The decision whether to grant a stay under a district court's inherent power to control its docket is within the court's discretion and is reviewed by the Tenth Circuit for an abuse of discretion. See Commodity Futures, 713 F.2d at 1484 (holding that "[t]he ruling on the stay involved an exercise of discretion, and [that the Tenth Circuit] focuse[s] on the question whether the appellants have carried the weighty burden of showing an abuse of discretion") (citation omitted). The proponent of the stay bears the burden of establishing its need. See Clinton, 520 U.S. at 808.2

DISCUSSION

In deciding whether to enter a stay under the Court's inherent power to control its docket,the Court considers two factors: (1) the parties' competing interests; and (2) judicial economy. See CopyTele, 2013 WL 3458162, *3 (noting that courts consider judicial economy, in addition to hardship to the parties, in deciding whether to grant a Landis stay); see supra at 4. The Court first considers judicial economy because it is this factor that sets the context for the Court's analysis of the parties' competing interests and any resulting hardship to the Threadgills.
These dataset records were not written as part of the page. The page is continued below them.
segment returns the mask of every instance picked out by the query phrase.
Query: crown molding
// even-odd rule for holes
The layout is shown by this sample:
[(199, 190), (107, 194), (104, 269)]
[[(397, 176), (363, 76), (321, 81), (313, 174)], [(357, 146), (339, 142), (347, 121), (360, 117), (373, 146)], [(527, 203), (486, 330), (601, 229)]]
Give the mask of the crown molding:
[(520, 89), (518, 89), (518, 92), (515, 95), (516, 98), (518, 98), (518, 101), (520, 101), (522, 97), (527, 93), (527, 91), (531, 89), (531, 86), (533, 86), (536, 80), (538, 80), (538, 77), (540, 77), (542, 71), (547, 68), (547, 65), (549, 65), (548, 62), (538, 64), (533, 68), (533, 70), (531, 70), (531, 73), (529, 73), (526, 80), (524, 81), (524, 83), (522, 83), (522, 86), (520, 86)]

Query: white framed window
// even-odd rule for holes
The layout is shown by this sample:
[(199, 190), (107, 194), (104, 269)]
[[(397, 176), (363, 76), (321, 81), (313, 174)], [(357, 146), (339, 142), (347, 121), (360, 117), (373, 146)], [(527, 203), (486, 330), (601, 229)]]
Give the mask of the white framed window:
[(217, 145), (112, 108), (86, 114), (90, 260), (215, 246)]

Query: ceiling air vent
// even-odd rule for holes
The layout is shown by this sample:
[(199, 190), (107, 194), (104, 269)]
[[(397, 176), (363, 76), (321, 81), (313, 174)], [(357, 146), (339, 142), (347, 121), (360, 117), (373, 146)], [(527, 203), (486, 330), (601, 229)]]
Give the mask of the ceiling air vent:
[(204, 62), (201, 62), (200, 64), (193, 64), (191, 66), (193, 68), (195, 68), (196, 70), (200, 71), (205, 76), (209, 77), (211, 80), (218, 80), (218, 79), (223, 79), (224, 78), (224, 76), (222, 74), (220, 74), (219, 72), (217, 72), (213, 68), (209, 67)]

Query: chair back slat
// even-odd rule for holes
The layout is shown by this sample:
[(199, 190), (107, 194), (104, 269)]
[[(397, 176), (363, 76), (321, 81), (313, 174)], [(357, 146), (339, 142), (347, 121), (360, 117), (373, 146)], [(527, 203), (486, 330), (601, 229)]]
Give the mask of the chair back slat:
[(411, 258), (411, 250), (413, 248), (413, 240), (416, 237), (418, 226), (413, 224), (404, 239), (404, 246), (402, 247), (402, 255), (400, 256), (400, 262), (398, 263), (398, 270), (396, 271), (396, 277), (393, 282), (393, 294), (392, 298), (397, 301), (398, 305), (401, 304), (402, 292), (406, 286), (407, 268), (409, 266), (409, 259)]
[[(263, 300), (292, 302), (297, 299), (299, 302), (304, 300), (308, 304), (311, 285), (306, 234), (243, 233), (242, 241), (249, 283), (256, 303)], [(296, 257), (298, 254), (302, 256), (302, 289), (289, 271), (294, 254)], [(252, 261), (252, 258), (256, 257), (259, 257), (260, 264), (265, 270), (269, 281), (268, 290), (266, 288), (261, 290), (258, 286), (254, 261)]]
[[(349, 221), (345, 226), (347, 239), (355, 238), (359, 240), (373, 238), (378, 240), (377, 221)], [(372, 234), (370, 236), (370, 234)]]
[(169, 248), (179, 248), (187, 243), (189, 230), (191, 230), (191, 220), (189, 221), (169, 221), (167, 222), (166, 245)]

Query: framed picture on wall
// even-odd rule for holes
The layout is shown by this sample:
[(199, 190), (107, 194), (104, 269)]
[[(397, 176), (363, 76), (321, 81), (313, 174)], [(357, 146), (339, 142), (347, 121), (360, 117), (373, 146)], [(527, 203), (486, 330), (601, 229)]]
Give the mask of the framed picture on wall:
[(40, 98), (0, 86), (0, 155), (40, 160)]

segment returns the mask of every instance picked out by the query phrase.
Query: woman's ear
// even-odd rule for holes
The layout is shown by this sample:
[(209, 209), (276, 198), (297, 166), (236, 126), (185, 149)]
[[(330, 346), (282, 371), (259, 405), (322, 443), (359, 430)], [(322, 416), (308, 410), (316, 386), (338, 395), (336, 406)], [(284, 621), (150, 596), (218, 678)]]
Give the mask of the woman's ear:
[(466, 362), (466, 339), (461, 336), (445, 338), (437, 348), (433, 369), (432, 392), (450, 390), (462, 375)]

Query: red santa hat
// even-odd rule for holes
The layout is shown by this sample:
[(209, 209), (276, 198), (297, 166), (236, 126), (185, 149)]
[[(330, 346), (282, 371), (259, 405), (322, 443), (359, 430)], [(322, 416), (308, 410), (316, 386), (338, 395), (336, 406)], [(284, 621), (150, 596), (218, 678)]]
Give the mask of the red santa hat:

The factor of judicial economy is "measured in terms of simplifying or complicating of issues, proof, and questions of law which could be expected to result from a stay." CMAX, 300 F.2d at 268; see also Landis, 299 U.S. at 256 (considering, among other factors, that "in all likelihood [resolution of a parallel proceeding] will settle many [issues] and simplify them all"); Lockyer, 398 F.3d at 1112 (considering, in addition to balance of hardships, whether "the prospect of narrowing the factual and legal issues in the other proceeding, justifies a stay"); CopyTele, 2013 WL 3458162, *3 (noting that the factor of judicial economy requires a court to consider whether awaiting the results of another proceeding would "simplify any issues, proof, and/or questions of law in the pending litigation"). Movants contend that the trial court in the Underlying Action has entered "several significant orders" narrowing the claims at issue, that these orders likewise narrow the scope of this insurance coverage dispute, and that the Court and parties can conserve resources and prevent unnecessary litigation by allowing the developments in the Underlying Action to streamline this case.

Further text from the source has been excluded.